Switzerland’s Giorgio Maggi moves between different worlds. Within just a single week, he has competed on two continents in two different racing series and also in different classes. He has gone straight from the European Le Mans Series to its counterpart in Asia. The 18-year-old made his debut in the LMP2 class last weekend at the Zhuhai International Circuit. Maggi and team-mate Struan Moore went into the race as members of the Race Performance squad. A no-fault collision at the start and a technical failure towards the end frustrated a satisfactory outcome.
In free practice, you set the fastest time. You seem to have instantly adjusted to what is after all a new circuit for you…
That’s right, although the initial indications were not good. Just before the first free practice session, we noticed that something was wrong with the car. Despite that, we decided to give it a try, but without success. Because we needed to change the engine, we lost a lot of time, which is obviously vital on a new track. Consequently, I could only manage the second row in qualifying. Under the circumstances, that was a good result.
You’ve mentioned the circumstances. How difficult were the conditions during qualifying?
I would be lying if I said it was easy. It had started raining heavily, and since qualifying took place only towards evening, the light was beginning to fade. It wasn’t easy to set top times in these conditions, especially as both my team-mate and I are short of experience in an LMP2 car. I learned a lot in this session, and I’m sure it will work out better next time.
On Sunday, you had a smooth double stint. Even so, you didn’t finish the race. What happened there?

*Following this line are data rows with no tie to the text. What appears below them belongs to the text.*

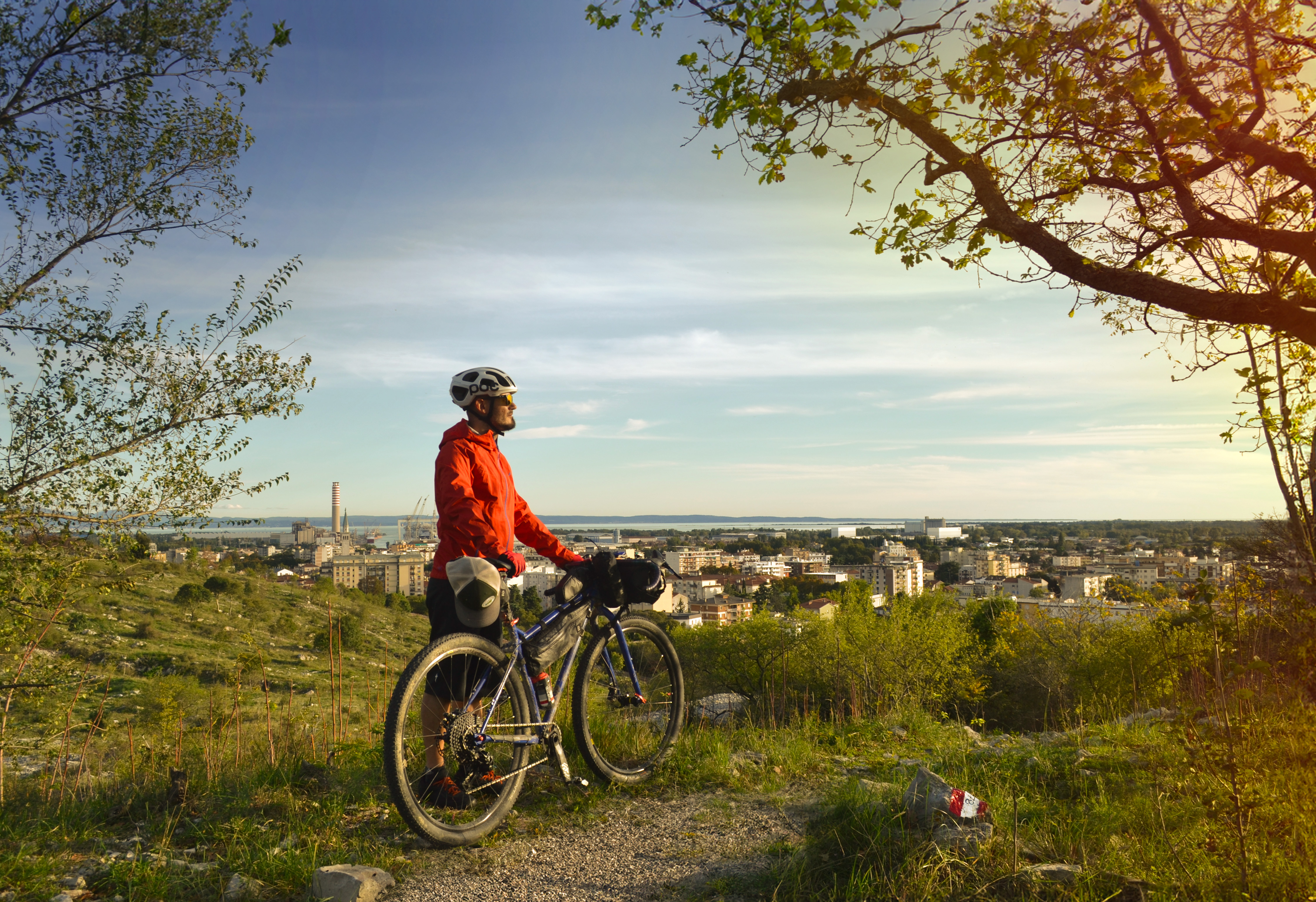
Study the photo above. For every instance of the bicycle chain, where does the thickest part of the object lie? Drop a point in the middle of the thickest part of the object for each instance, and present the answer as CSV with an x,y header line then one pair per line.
x,y
495,783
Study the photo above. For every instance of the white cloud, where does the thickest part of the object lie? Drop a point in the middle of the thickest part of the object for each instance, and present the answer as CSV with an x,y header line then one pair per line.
x,y
765,410
551,432
986,392
1147,434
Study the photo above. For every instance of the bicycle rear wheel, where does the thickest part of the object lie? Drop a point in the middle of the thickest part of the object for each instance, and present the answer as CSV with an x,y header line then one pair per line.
x,y
623,737
493,772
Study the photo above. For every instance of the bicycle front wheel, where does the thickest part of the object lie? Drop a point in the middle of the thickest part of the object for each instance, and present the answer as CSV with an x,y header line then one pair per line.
x,y
449,702
624,735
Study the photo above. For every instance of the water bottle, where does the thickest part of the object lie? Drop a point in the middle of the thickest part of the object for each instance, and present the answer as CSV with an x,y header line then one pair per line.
x,y
544,691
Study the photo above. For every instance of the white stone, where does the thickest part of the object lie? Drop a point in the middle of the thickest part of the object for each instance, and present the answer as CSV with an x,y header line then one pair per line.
x,y
1055,874
241,888
349,883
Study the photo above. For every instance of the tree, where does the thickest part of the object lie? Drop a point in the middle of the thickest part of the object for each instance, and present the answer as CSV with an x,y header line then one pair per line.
x,y
526,606
193,593
120,122
947,573
219,585
1156,157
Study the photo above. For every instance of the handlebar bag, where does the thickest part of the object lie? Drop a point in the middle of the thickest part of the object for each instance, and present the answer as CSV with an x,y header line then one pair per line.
x,y
642,580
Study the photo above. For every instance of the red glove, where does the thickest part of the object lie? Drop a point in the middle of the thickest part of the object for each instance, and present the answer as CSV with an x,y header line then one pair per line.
x,y
518,563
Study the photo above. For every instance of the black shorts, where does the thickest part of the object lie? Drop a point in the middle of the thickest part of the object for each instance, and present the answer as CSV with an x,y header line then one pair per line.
x,y
453,677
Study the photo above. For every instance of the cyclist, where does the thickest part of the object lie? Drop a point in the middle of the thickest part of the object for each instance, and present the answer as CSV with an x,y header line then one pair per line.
x,y
479,515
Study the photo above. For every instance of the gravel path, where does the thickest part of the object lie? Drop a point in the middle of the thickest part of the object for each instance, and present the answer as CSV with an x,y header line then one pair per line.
x,y
647,850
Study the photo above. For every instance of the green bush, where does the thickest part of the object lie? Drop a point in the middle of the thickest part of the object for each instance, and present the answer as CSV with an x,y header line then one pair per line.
x,y
220,585
193,593
923,654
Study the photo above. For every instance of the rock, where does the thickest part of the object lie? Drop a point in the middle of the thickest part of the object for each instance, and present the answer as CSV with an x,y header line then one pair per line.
x,y
931,801
965,841
720,708
349,883
1053,874
752,759
241,888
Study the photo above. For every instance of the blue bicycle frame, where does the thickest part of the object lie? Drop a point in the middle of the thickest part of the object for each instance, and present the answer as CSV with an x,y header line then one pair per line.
x,y
541,718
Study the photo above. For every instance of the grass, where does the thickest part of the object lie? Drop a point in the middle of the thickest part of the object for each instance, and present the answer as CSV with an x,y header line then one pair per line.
x,y
1147,809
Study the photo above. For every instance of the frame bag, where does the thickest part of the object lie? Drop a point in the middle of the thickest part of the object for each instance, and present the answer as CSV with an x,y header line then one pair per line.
x,y
554,639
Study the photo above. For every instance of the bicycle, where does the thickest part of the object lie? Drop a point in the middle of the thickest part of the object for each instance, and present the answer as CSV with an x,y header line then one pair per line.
x,y
627,704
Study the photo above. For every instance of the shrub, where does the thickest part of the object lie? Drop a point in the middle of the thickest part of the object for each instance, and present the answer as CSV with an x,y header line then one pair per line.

My team-mate started the race, and I went second. We both opted for a double stint. Unfortunately, at the beginning of the race there was a no-fault collision which sent us into the gravel bed. It took a long time to recover the car. Back in the garage, we had to replace the entire rear section. After me, Struan took over at the wheel again. Just before the end of the race, there was a technical failure and the car skidded off into the tyre wall. Fortunately, Struan came out of it unharmed. But sadly, that was the end of our race.
After a season spent in LMP3 cars, you’ve now switched to an LMP2 cockpit. What are the biggest differences for you?
The steering and the brakes are totally different. The steering of the LMP2 car is slightly lighter than I am used to. With the carbon brakes, it’s very important to keep them at the right temperature throughout the race. This is particularly difficult during safety car deployments. It’s incredible how late you can brake with them. There’s a slight delay before they really kick in. Overall, I’ve got used to the new car quite quickly and adapted my driving style accordingly.
The next ALMS weekend is at Fuji from 2nd to 4th December. That’s somewhere you haven’t been yet…
Correct. I’m especially looking forward to Fuji because I’ve never been to Japan before. So I’m all the more excited about the prospect of competing there. Fuji is often referred to as the high-speed temple of Japan. The track is indeed very fast and very much suits the LMP2 cars. It’s also a track which I expect to do well on. I’ll be spending some time in the simulator to prepare for this second ALMS race.